Cosa fare per superare il gap
Colmare questo gap richiede un cambio di paradigma, secondo la società di consulenza, che mette nero su bianco alcune strategie. Prima fra tutte, le aziende devono costruire team inclusivi, attrarre talenti femminili nel ruolo di advisor e promuovere una cultura interna più sensibile alle differenze di genere. Ma non basta. Occorre anche formare i consulenti esistenti affinché sappiano avviare conversazioni significative con le donne su temi complessi come la pianificazione successoria e la gestione degli investimenti, trattandole come partner paritari, e non come interlocutrici secondarie.
Un ulteriore passaggio strategico riguarda il modo in cui vengono gestiti i conti cointestati: serve un approccio orientato alla famiglia, che riconosca il ruolo decisionale di entrambi i membri della coppia e che coinvolga progressivamente anche la generazione successiva. Le relazioni multigenerazionali sono destinate a diventare un vantaggio competitivo per i player capaci di consolidarle nel tempo.
Infine, per intercettare il potenziale delle investitrici femminili, è necessario superare la segmentazione tradizionale e adottare modelli di analisi comportamentale più sofisticati.
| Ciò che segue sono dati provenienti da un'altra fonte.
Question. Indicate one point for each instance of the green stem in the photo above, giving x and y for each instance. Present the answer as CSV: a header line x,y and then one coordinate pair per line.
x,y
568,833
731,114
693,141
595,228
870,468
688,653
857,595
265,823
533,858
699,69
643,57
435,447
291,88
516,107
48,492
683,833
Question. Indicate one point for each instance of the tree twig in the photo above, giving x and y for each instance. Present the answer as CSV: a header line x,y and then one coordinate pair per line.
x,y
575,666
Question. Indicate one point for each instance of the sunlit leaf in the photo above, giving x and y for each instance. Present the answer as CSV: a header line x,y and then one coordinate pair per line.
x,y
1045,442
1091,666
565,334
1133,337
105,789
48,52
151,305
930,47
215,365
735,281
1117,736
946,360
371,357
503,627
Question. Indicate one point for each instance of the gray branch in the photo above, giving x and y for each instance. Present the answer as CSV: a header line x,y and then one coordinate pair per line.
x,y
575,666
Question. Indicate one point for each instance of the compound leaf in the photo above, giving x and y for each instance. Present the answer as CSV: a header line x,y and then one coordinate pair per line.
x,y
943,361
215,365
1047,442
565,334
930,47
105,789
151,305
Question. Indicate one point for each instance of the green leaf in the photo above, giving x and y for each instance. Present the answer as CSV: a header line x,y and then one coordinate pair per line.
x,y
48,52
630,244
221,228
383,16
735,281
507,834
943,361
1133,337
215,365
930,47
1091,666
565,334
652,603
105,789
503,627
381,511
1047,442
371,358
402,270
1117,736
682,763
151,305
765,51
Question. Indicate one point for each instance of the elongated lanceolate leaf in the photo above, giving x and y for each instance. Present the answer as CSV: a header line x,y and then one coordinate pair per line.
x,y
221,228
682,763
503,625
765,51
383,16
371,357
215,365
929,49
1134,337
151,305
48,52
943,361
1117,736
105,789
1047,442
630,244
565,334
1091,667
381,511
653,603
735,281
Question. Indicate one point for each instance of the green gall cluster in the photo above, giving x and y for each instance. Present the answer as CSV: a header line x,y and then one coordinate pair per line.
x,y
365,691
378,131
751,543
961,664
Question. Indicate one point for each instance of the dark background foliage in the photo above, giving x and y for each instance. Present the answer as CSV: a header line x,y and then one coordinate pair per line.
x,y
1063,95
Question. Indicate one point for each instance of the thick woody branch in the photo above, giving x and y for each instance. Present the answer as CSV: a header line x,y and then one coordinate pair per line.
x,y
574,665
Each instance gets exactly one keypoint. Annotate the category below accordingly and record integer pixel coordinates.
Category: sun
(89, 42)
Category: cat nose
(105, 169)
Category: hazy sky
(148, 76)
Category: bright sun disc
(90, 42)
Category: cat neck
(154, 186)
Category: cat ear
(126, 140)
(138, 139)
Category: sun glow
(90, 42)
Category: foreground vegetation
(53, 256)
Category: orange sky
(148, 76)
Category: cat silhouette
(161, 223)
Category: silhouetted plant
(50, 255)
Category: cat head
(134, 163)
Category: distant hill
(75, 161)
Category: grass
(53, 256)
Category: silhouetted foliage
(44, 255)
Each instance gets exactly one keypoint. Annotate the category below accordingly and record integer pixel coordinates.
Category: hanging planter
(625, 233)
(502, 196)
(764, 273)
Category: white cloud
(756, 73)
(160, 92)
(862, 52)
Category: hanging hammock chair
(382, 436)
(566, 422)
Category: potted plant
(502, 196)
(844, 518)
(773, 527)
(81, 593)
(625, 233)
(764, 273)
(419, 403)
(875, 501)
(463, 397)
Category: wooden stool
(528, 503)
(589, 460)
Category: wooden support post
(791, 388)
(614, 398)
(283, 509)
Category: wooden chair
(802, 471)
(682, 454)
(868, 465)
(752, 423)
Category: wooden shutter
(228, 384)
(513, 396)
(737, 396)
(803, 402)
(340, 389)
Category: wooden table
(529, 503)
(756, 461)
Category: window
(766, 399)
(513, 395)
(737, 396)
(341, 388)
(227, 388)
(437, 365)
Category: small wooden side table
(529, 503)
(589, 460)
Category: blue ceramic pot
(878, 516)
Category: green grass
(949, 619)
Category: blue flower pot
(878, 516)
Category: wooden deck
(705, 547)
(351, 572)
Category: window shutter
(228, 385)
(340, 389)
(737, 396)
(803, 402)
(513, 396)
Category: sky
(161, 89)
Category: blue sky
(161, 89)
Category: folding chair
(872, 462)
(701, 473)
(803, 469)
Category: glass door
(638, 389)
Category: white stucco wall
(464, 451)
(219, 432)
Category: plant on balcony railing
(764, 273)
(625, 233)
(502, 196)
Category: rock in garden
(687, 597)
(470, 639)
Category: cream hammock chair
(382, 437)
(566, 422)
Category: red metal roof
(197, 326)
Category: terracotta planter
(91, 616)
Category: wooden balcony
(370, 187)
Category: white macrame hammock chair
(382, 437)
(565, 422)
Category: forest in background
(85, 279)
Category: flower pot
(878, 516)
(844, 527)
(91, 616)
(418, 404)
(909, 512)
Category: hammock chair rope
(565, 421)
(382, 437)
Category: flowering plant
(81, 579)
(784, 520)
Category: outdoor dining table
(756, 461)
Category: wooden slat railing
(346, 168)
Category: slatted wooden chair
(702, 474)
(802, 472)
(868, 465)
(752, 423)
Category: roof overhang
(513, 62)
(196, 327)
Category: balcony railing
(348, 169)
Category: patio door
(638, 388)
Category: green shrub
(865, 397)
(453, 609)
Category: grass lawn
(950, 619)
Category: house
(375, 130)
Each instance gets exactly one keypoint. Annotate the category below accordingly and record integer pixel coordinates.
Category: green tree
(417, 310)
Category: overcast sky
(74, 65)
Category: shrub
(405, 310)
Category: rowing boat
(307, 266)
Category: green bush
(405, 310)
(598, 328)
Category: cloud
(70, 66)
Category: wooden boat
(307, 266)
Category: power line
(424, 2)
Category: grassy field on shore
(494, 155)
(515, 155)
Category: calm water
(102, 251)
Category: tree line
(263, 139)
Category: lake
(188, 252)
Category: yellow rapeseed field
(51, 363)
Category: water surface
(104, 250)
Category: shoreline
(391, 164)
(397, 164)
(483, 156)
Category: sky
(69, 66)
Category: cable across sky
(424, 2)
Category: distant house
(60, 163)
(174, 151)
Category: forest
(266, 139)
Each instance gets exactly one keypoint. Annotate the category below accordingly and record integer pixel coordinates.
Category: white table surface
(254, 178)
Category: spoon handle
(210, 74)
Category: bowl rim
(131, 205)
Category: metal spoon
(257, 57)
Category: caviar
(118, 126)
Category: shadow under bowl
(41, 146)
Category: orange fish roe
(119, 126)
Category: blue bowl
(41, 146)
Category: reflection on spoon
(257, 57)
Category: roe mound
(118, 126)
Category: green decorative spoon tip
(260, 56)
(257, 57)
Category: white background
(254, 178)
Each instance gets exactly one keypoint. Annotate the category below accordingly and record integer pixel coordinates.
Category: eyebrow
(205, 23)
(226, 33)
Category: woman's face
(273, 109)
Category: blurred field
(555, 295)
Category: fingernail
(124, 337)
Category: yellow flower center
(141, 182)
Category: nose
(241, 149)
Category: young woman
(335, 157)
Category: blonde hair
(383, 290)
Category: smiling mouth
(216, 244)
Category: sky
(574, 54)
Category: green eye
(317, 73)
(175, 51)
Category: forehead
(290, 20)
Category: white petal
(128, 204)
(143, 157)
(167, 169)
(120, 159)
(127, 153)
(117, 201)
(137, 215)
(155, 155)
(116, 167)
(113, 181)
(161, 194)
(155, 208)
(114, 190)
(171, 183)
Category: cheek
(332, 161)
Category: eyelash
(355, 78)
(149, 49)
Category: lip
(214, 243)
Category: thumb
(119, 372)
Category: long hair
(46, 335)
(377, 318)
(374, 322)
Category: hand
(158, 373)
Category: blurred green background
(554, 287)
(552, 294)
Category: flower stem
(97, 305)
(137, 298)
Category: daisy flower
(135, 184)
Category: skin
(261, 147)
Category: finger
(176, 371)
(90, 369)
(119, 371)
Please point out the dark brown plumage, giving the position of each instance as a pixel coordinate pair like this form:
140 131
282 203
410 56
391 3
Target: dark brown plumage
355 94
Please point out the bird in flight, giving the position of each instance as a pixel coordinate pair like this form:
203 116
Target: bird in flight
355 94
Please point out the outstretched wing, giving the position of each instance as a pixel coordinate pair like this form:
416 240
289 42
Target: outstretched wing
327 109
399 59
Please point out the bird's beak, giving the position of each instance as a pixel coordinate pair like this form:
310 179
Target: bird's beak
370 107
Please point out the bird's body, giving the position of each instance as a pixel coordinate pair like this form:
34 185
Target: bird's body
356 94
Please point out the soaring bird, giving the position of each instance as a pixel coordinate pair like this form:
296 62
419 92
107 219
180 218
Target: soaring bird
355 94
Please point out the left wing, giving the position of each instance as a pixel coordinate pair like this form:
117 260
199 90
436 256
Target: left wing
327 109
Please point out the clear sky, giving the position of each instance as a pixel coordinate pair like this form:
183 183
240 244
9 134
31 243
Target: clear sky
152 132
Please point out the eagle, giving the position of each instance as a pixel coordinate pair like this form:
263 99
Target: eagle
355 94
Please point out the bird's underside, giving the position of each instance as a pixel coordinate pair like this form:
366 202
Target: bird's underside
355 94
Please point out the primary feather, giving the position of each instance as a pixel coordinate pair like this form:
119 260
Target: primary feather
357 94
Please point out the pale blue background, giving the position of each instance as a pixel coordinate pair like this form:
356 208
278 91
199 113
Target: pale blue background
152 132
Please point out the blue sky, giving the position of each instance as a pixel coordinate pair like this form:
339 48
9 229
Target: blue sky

McKinsey ha identificato sei archetipi ricorrenti tra le donne investitrici, tra cui spiccano le “giovani investitrici coinvolte”, una categoria in rapida crescita sia in Europa che negli Stati Uniti. Queste clienti tendono a essere attente ai costi, privilegiano i servizi digitali e cercano esperienze personalizzate. Comprendere i loro valori e preferenze consente di disegnare modelli di ingaggio più efficaci, supportati da contenuti mirati e distribuiti attraverso canali a loro familiari, come i social media e le piattaforme digitali.
In definitiva, il mercato femminile rappresenta una delle più grandi opportunità del wealth management nel prossimo decennio. Le istituzioni che sapranno adattarsi a questa trasformazione, investendo nella comprensione profonda delle esigenze delle donne lungo l’intero ciclo di vita patrimoniale, si posizioneranno per raccogliere i frutti di un potenziale stimato in oltre 10 mila miliardi di dollari. Al contrario, chi continuerà a ignorare il cambiamento rischia di vedere il “nuovo volto della ricchezza” voltarsi altrove.